Mr Ebert bemoaned the lack of realism of computer-synthesized voices, describing how the comparisons between human speech and TTS were “relative, not absolute.” Communication isn’t simply about words, he explained; we also derive meaning from inflection, delivery, timing and tone.

For this short piece, Suss Müsik explored the relative (but not absolute) musical parameters of Apple VoiceOver. We recorded four quotes and identified one rhythmic phrase from each, which were then assembled to create a new sentence. The foundation of the piece is the combination of breaths, hiccups and nonverbal noises that accompany everyday human speech. Treated piano and metallic percussion were overdubbed.

The piece is titled Singularity in homage of Ray Kurzweil, who among other achievements is credited with inventing the first TTS synthesizer. The image is the Braille alphabet.

The quotes used in the piece are as follows:

“Those are my principles, and if you don’t like them… well, I have others.” ~ Groucho Marx

“Life is too short to work on inconsequential problems.” ~ C.K. Prahalad

“Somebody asked me, ‘If you had to give advice to a young actor, what would it be?’ I never even knew I was thinking this, but I said, ‘Always, even in a limo, wear your seat belt.’ To me, that’s good advice.” ~ Christopher Walken

“I’m seven people away from myself at the moment, but getting closer all the time.” ~ Don Van Vliet, aka Captain Beefheart


Hey all, first piece here: https://soundcloud.com/fiona-caldarevic/nothing-peculiar-disquiet0290
I used text out of the first sentence of a newspaper article and picked the most rhythmic words to keep. Kept it really simple. Then found a couple of other words that fitted, although I had to stretch them out a bit to keep them in time, once I worked out what the tempo was. Then added a beat, then some more instruments. That was a heap of fun to do, looking forward to listening to others’.

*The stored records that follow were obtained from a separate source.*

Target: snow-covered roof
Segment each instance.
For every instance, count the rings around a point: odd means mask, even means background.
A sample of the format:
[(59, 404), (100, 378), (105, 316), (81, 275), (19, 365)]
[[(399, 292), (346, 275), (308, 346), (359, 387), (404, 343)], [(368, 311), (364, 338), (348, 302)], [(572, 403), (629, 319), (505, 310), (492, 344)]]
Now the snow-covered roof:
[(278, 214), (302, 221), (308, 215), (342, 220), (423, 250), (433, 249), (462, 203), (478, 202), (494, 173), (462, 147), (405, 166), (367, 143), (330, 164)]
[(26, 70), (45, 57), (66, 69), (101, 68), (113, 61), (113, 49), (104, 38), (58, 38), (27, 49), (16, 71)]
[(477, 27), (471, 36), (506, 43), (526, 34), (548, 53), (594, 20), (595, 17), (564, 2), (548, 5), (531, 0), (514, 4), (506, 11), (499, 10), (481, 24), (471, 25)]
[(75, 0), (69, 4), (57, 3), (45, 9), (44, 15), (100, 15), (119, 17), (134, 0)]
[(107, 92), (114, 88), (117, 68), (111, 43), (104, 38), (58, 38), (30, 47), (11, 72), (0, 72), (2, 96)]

I used LumenVox www.lumenvox.com/products/tts/# Text to speech to generate the voice, using the Disquiet tagline itself: Listening to art. Playing with audio. Sounding out technology. Composing in code.
Main layers are just using the whole sample as keyboard pattern, and one live cutting the piece so it is fractured. This one was then slowly distorted with delays and chorus as well as time distortions.

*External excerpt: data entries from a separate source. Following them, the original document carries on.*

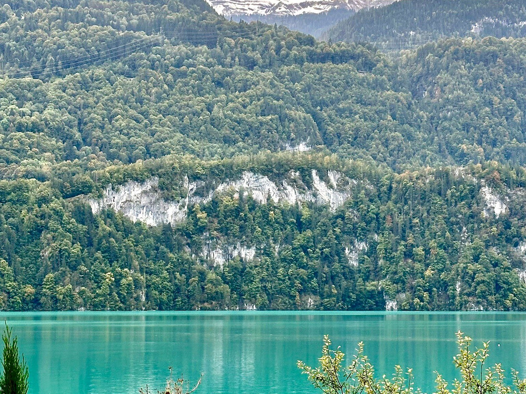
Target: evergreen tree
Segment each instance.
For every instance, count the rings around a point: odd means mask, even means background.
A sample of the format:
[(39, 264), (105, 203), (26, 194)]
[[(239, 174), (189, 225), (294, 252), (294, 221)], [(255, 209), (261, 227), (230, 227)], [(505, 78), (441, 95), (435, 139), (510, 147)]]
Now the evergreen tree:
[(24, 354), (21, 362), (16, 336), (12, 339), (11, 329), (5, 324), (2, 334), (4, 341), (2, 365), (4, 372), (0, 375), (0, 394), (27, 394), (29, 388), (29, 371)]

I remember the latin drills I went through as a kid and how we would chant the verb conjugations like mantras and thought I would use this as a starting point.
I fed the present tense conjugations for to love into Alter Ego and used Numerology to experiment with different trigger patterns. The vocal synth pitch and rhythm info was also sent to Sinevibes zap and Demogorgon synth.
I had earlier tried using the Pink Trombone web app dood.al/pinktrombone/ as a vocal synth and mixed some of my efforts into the mix, added a drum loop and then got a bit carried away into my own private sound hole and veered off the main brief :slight_smile: